4Les rapports d’altérité dont témoignent les modalités de la capture de singes, toujours en Afrique Occidentale française, pendant l’entre-deux-guerres, sont en revanche d’un autre ordre. Avec l’Institut Pasteur ouvrant un laboratoire en Guinée française afin de mener des expérimentations médicales et psychologiques sur ces animaux qualifiés de « presqu’hommes » par les chercheurs qui en avaient l’usage, c’est au contraire une logique dépourvue de toute pertinence relationnelle avec la société locale qui fut enclenchée. Seules les battues de singe visant à réduire leurs déprédations agricoles, conduisant incidemment à recueillir des spécimens domesticables, purent rencontrer des attentes locales.

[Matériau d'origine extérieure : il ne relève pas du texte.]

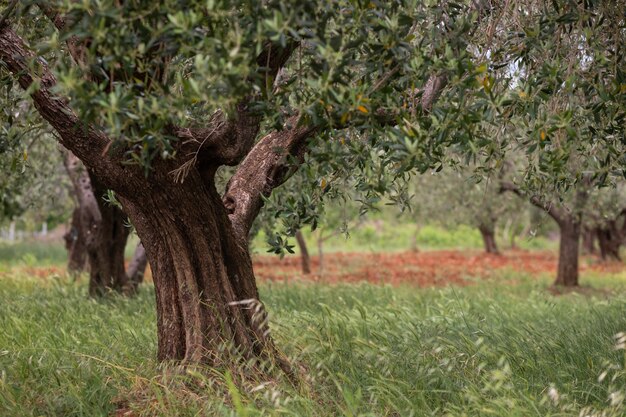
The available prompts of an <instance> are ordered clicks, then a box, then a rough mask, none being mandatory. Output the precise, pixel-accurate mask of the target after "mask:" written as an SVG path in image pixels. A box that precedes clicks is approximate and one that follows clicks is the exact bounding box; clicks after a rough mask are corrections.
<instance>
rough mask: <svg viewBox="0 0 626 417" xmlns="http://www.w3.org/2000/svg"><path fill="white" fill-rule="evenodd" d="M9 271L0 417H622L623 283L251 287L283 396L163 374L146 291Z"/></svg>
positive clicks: (312, 284)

Les enjeux liés à l’altérité sont d’autant plus prégnants dans ce cas de figure que les singes eux-mêmes étaient situés, tant pour les colons que pour les colonisés, aux frontières de l’humain, tout en leur accordant des significations divergentes et sans doute irréconciliables. Ici encore, la circulation des spécimens témoigne de processus d’identification ou de rejet de l’Autre sous-tendus par des enjeux politiques et des cultures épistémiques en tension et que l’on retrouve dans les autres contributions entre corps marchandisés ou source de connaissance, ou encore entre plantes envisagées sous une perspective utilitaire ou symbolique.